Ejection Mechanism for Accurate Placement of Ink Droplets
Microscopic ink droplets and precise ejection are essential to achieving high-quality photo printing. With conventional ejection systems, however, the finer the ink droplets, the more vulnerable they are to airflow disturbances from print head movement and to changes in ink viscosity caused by temperature fluctuations, resulting in inconsistent ejection volumes and ink dot placement. Canon's FINE print heads ensure that almost all of the ink under the heater is pushed out in a single ejection to ensure stable droplet volume. Furthermore, the ink droplet ejection speed has been increased to more than 1.5 times that of conventional systems, reducing its susceptibility to airflow disturbances caused by print head movement and enabling increased placement accuracy.

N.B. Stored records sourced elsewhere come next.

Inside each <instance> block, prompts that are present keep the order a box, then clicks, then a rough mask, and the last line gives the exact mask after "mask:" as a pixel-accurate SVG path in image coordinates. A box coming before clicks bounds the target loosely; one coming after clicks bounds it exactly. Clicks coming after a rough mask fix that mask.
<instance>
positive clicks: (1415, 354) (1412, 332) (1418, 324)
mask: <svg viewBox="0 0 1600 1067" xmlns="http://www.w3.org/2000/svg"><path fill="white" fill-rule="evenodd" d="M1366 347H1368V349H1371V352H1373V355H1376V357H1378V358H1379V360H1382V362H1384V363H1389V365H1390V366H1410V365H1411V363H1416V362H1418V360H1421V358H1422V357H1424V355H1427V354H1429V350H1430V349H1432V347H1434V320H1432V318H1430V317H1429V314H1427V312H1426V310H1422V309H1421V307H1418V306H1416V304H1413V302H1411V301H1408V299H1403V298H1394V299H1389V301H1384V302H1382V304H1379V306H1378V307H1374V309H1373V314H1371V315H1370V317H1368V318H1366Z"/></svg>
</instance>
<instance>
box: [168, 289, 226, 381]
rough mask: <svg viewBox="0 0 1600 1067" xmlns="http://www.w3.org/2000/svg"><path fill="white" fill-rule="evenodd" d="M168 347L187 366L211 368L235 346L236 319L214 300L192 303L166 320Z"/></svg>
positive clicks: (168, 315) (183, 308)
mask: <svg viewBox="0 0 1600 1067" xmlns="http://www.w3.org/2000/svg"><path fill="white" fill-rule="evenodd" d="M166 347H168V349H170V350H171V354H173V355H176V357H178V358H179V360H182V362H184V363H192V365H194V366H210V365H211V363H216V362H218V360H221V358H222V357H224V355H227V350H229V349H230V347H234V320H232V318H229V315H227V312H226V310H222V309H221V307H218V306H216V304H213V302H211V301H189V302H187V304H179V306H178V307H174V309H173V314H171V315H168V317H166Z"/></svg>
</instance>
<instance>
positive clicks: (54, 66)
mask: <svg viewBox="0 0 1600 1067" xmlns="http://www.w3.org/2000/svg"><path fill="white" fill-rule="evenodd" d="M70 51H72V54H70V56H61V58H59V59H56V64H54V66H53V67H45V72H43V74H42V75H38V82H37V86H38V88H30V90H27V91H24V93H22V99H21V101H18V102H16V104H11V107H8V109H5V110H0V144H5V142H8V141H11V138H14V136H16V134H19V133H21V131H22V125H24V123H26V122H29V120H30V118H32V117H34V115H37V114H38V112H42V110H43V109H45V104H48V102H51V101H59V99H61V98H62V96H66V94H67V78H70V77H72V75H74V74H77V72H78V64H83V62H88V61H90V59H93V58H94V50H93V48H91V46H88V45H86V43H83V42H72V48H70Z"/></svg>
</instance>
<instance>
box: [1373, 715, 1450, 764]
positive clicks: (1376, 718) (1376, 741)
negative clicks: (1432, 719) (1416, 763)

Print Head Manufacturing Technologies That Achieve Nanometer Precision, Made Possible with Semiconductor Lithography Equipment
Achieving smaller ink droplet sizes and faster print speeds requires the placement of a greater number of nozzles over a wider area with even greater precision. FINE print heads fit 6,000 or more nozzles on a single chip measuring just approximately 20 mm x 16 mm. This is made possible by integrating the heaters and nozzles into a single unit with a semiconductor wafer using Canon's expertise in semiconductor production, as well as its original material technologies and innovative processing technologies.
Beautiful, Long-Lasting Photos
ChromaLife100+ is a system for preserving the beauty of photos that combines Canon's genuine dye inks1 and genuine photo paper to produce photos with an approximately 300-year album storage period, approximately 40-year light fastness, and approximately 10-year gas fastness against ozone and approximately 20-year gas fastness against mixed gasses2.
Ink for bubble jet inkjet printers must meet a variety of requirements: It must be thermally stable, preventing degradation caused by the heat of the heating element; it must maintain a fine droplet configuration (with ink droplets forming proper spheres) during actual use; and it must be safe. Vivid coloration, high ink density, and resistance to color fading are also vital. In Canon's genuine dye inks, the dye architecture of the ink has been modified and an agent has been added to improve the longevity of the photo paper’s ink-receiving layer. These innovations have led to significant improvements in gas fastness and light fastness. What’s more, the reproduction of colors in the red spectrum has been expanded, making it possible to maintain rich, vivid colors over an extended period of time.
A type of ink in which dye is dissolved at the molecular level, unlike pigment inks, in which it remains in particle form, undissolved.
The approximately 300-year album storage period, approximately 40-year light fastness, and approximately 10-year gas fastness (ozone) and approximately 20-year gas fastness (mixed gasses) permanence figures are projections based on simulations conducted by Canon using accelerated testing and are not guaranteed.
Premium Six-Color Hybrid-Ink
More Beautiful, Detailed Photos
In the premium six-color hybrid-ink used by the PIXUS XK80, released in 2018, magenta ink was developed from the ground up. This ink makes possible more vivid reproduction of colors in the red spectrum. Canon also developed a new Photo Blue ink that improves the expression of colors achieved through the combination of cyan and magenta inks while simultaneously reducing graininess in the blue and white spectrums. This makes possible even smoother and more beautiful reproduction of faint colors such as those found in scenery and skin.